AM: Absolut! Allerdings ist dieses Themenfeld äußerst komplex, deshalb aber auch äußerst interessant, gerade weil es gegenwärtig noch keine eindeutigen Antworten gibt. Wir müssen unbedingt heraus aus der Dichotomie von Universalismus oder Relativismus der Traumareaktion, weil beides seine Untiefen hat. Die Lösung muss dazwischenliegen, weil sich psychische Trauma-Folgen in anderen Weltregionen anders konstellieren als wir das aus der westlichen Welt kennen. Da kommt viel mehr Körperbezogenes hinein, da spielt neben dem Gedächtnis auch noch die Bewusstseinsintegration eine Rolle mit ihren anderen Symptombereichen hinein, insbesondere den dissoziativen Symptomen wie Bewegungs- und Empfindungsstörungen.
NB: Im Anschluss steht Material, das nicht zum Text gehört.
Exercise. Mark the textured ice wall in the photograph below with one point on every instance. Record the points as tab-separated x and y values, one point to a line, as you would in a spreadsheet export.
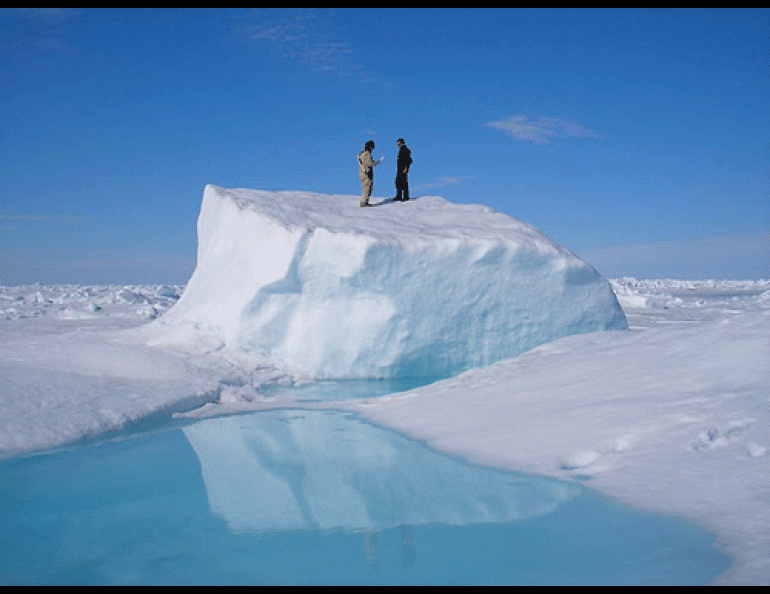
324	289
Auf der anderen Seite bin ich fest davon überzeugt, dass auch in anderen Weltregionen eine nicht-verbalisierte, nicht-reflektierte schwere psychische Traumafolge häufig dazu führt, dass Menschen sich suizidieren oder früh sterben.

„Here we heal trauma“: Behandlungsstation der Trauma Healing and Reconciliation Services (THARS) in Burundi: Quelle: thars.org
GK: Wenn Du sagst, dass sowohl ein universalistischer als auch ein relativistischer Ansatz Untiefen hat, dann kommt in beiden Fälle noch der Aspekt der Übersetzung hinzu. Wenn wir von individuellen und kulturellen Vorstellungen von Soma, Psyche, Seele usw. sprechen, ist das ja immer schon eine Übersetzung, bei der unsere eigenen Vorstellungen hineinkommen. Vielleicht kann ein Ausweg aus diesem Dilemma – entweder sind wir alle gleich oder es ist eben alles relativ – in der Praxis liegen. Ich meine damit, dass man in der Fremde gewonnene Erkenntnisse auf die eigene Gesellschaft überträgt und dann plötzlich merkt, dass man etwas, was einem früher fremd vorkam, nur in der eigenen Gesellschaft vorher gar nicht gesehen hat. Und umgekehrt. Ich habe z.B. in einem Artikel über ein Zentrum für traumatisierte afrikanische Frauen gelesen, sie kämen aus einer ganz „anderen Kultur“, sie duschten nach einer Vergewaltigung stundenlang. Aber das hat doch überhaupt nichts mit Afrika zu tun. Kann nicht die Erkenntnis, die man aus diesen Aporien, aus dieser Spannung von Universalismus und Relativismus oder Partikularismus gewinnt, auch gewinnbringend in der Theoriebildung und in der Praxis der eigenen Gesellschaften sein?
AM: In der Tat, das ist genau der Punkt, an dem wir jetzt in der eigenen Arbeit stehen. Ich nenne ein Beispiel: Wir haben in anderen Kulturen, die wir gerade untersucht haben, herausgefunden, dass sich Traumata immer nur in Zusammenhang mit anderen Menschen entwickeln oder mildern. Bei uns ist das eine verlorengegangene Perspektive. Doch niemand wird eine posttraumatische Anfangssymptomatik ganz für sich alleine überstehen können; dazu gehören immer Andere. Und wenn man die nicht hat, beispielsweise wenn man im Gefängnis ist, dann muss man sich die Anderen imaginieren. Insofern wies diese Forschung in Brasilen und Indien stark auf etwas hin, was in der westlichen Kultur kaum bekannt war und jetzt als evident gelten kann, dass nämlich der wichtigste sogenannte aufrechterhaltende Faktor bei einer PTBS das Ausmaß sozialer Unterstützung ist.
SG und GK: Andreas, wir danken Dir für das Gespräch!